SYSCALL_DEFINE(pwrite64)(unsigned int fd, const char __user *buf,
             size_t count, loff_t pos)
{
    struct file *file;
    ssize_t ret = -EBADF;
    int fput_needed;

    if (pos < 0)
        return -EINVAL;

    file = fget_light(fd, &fput_needed);
    if (file) {
        ret = -ESPIPE;
        if (file->f_mode & FMODE_PWRITE) 
            // Pass the offset or pos directly, while ordinary write requires
            // You need to get the offset from the struct file first, and then pass it in
            ret = vfs_write(file, buf, count, &pos);
        fput_light(file, fput_needed);
    }

    return ret;
}

SYSCALL_DEFINE3(write, unsigned int, fd, const char __user *, buf,
        size_t, count)
{
    struct file *file;
    ssize_t ret = -EBADF;
    int fput_needed;

    file = fget_light(fd, &fput_needed);
    if (file) {
        // The first step takes the offset
        loff_t pos = file_pos_read(file);
        // The second step actually writes
        ret = vfs_write(file, buf, count, &pos);
        // The third step writes back to the offset
        file_pos_write(file, pos );
        fput_light(file, fput_needed);
    }

    return ret;
}
​ The last question is whether multiple processes writing the same file will cause the file to be cluttered.
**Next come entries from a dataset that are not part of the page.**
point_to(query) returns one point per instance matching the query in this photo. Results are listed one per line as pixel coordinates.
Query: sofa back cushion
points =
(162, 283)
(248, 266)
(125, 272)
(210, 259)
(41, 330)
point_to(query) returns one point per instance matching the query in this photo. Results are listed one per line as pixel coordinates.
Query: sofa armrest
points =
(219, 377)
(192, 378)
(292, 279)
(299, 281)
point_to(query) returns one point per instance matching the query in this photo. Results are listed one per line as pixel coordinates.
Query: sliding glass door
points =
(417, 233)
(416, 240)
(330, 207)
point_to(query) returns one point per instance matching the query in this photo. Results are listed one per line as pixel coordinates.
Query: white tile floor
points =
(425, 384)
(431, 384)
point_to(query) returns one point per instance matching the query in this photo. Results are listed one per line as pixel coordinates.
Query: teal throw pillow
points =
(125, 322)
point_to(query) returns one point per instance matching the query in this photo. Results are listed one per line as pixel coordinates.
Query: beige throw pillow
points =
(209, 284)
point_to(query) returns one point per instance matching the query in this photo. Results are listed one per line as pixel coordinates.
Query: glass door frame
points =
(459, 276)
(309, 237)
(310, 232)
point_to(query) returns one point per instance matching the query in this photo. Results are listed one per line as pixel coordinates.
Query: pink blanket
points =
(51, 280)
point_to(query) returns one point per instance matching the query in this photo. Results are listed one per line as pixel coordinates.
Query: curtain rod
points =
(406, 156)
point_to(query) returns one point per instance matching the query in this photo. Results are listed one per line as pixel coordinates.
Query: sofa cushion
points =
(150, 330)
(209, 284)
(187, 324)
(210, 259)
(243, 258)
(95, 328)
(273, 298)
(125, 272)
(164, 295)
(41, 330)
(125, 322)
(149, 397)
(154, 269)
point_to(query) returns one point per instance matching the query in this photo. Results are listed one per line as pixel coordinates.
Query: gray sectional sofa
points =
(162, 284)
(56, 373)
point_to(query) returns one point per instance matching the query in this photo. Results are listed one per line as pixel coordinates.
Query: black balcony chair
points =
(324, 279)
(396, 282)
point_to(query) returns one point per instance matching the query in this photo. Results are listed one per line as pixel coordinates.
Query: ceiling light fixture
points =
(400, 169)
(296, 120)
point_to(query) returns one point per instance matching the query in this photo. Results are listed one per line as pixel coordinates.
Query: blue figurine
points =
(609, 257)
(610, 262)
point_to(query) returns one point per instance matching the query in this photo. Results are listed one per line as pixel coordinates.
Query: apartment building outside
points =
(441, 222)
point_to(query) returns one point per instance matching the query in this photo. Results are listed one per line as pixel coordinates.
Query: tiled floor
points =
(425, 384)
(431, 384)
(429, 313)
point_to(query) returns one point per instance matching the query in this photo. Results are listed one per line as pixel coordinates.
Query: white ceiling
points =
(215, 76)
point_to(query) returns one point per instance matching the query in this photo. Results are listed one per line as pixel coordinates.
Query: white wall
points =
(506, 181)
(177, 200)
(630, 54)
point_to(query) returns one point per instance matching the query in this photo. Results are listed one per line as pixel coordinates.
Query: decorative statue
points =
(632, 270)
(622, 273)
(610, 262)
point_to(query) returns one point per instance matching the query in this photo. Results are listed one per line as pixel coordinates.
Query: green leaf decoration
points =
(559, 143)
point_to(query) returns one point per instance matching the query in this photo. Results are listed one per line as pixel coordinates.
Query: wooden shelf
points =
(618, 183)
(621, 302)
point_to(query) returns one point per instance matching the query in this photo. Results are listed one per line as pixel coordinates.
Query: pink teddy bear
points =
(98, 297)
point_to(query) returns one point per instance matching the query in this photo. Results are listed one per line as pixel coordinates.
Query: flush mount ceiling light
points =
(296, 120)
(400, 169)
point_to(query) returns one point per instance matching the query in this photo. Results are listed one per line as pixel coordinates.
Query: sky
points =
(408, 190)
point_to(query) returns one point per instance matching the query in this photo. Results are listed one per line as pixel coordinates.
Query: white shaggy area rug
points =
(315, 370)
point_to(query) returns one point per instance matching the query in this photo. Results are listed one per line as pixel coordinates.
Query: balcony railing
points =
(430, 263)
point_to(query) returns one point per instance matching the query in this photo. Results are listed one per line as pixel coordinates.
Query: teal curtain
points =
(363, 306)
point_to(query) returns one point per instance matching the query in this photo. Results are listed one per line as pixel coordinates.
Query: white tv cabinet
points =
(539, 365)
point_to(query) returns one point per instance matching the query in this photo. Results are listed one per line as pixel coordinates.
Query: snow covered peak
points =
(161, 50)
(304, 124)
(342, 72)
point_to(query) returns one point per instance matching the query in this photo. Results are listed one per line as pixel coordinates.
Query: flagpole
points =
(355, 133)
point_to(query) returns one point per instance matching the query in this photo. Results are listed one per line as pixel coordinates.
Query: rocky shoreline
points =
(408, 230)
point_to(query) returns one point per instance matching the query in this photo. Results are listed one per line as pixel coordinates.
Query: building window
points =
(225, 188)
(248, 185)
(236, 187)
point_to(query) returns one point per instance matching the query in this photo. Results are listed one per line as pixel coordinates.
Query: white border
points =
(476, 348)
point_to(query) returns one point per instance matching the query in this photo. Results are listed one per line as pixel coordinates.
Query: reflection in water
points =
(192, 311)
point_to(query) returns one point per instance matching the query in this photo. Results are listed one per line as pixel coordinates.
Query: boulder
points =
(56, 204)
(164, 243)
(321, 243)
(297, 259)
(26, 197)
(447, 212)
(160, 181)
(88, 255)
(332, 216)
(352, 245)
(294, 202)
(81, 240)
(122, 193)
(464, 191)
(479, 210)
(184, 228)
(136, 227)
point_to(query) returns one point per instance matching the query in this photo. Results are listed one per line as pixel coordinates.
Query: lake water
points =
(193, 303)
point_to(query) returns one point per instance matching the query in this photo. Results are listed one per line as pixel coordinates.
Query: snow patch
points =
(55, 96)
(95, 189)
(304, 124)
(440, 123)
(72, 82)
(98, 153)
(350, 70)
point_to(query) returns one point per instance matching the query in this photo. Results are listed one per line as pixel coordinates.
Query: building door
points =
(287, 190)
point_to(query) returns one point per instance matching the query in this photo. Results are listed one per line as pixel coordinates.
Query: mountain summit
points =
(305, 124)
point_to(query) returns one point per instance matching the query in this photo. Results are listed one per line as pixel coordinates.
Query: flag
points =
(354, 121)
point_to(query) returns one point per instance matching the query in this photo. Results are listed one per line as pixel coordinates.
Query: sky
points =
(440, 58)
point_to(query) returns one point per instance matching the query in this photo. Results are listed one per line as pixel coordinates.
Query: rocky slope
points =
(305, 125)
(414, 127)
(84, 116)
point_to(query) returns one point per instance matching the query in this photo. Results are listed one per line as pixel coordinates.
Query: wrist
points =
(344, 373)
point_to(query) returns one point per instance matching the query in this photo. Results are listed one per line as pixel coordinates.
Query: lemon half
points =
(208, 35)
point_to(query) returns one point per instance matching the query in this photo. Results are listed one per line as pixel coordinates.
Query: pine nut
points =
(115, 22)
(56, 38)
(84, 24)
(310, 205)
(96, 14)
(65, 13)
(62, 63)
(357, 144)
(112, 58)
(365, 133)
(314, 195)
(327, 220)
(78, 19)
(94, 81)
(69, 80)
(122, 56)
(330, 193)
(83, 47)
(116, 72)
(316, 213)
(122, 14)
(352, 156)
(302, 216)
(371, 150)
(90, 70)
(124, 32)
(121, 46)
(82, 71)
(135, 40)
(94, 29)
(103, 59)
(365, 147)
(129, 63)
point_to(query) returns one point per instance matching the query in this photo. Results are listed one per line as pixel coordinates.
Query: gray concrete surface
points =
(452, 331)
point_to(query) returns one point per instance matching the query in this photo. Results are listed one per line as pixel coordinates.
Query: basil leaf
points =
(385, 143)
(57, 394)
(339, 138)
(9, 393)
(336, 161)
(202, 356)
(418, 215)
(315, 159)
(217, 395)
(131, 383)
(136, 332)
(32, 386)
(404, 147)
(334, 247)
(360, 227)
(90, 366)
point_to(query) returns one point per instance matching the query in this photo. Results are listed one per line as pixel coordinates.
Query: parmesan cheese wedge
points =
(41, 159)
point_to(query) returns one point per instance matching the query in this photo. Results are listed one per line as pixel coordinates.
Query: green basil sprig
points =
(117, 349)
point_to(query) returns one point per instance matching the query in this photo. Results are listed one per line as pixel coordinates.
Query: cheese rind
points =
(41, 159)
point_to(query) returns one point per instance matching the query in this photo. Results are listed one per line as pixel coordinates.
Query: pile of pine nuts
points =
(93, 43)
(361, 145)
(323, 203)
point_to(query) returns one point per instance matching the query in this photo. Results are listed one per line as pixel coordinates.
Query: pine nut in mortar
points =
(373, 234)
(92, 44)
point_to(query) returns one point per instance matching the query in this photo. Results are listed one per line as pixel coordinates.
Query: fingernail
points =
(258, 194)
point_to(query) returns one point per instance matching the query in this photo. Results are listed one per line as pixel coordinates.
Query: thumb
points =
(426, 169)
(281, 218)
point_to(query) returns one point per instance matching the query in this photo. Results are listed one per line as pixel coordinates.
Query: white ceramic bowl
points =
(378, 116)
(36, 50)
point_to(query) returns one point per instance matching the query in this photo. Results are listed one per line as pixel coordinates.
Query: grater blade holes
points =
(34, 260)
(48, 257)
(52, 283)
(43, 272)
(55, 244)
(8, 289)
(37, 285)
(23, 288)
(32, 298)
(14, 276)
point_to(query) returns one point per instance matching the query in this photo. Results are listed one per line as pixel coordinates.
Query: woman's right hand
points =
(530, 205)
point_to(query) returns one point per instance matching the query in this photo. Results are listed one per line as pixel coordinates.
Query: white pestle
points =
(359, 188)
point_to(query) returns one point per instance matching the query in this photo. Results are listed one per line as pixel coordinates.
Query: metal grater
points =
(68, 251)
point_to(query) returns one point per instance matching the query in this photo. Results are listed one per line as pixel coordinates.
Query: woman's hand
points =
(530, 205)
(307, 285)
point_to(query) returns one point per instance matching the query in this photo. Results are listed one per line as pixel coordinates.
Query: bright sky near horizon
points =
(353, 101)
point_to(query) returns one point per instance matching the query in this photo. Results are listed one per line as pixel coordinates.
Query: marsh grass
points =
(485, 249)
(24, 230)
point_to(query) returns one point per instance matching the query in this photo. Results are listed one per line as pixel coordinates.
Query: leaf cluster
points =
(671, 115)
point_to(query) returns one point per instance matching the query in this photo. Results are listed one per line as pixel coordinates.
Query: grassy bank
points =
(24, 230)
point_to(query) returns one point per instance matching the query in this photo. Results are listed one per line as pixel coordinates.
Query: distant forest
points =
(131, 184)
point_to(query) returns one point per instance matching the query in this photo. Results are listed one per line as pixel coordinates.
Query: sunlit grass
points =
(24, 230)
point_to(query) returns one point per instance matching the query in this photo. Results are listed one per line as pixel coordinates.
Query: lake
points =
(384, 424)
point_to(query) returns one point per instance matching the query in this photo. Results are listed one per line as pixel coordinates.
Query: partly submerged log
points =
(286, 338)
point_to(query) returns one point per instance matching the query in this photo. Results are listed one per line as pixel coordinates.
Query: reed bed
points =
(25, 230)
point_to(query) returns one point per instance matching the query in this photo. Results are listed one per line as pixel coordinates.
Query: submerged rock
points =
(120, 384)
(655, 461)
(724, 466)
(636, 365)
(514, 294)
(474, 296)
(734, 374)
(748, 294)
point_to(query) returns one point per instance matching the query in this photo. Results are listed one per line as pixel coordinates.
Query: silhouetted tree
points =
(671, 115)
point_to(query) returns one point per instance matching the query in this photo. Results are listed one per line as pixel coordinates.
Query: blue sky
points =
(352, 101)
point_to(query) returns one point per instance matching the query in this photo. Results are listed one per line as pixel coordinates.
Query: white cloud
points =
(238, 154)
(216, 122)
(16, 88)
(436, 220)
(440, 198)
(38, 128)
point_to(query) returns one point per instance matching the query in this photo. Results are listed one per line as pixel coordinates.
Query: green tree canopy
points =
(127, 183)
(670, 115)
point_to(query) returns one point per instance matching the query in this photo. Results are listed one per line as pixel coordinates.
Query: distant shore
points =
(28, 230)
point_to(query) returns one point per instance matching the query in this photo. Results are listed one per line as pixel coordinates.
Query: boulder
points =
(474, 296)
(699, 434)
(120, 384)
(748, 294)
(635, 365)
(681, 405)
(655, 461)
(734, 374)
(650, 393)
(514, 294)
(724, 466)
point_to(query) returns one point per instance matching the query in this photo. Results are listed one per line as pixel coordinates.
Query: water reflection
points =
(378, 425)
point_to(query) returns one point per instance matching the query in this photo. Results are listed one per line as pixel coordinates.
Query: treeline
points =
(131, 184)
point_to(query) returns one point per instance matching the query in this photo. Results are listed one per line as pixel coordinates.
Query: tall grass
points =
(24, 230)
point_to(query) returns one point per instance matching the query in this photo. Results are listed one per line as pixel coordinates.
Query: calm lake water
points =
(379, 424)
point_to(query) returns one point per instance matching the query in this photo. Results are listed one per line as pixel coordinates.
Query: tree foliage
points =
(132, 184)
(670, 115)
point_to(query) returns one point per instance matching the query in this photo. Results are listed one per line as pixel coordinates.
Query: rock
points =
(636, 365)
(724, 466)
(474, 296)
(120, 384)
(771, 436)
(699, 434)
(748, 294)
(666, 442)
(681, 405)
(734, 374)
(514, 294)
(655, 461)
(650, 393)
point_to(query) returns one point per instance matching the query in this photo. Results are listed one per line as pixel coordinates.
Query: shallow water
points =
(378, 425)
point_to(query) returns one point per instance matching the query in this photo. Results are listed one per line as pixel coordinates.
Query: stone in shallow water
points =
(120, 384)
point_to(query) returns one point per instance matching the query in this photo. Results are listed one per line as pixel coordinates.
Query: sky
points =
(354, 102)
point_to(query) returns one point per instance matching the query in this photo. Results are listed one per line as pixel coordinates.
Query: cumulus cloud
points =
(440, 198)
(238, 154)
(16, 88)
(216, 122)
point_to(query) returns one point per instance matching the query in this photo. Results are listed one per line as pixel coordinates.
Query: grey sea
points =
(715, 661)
Intuitively, it is obvious that multiple processes writing files are not atomic , because each process has a struct file object, which is independent, and has an independent file offset, so obviously this will lead to the data overwrite mentioned above, but will it lead to data confusion?, the answer No, although **struct file** objects are independent, **struct inode** is shared (no matter how many times the same file is opened, there is only one **struct inode** object), the last write of the file In fact, it is written into the page cache first, and the page cache and **struct inode** have a one-to-one correspondence, and will be locked before the actual file is written, and this lock belongs to **struct inode** Object (see mutex_lock(&inode->i_mutex) above), no matter how many processes or threads there are, as long as they write data to the same file, they will get the same lock, which is thread-safe, so it is also There will be no data write disorder.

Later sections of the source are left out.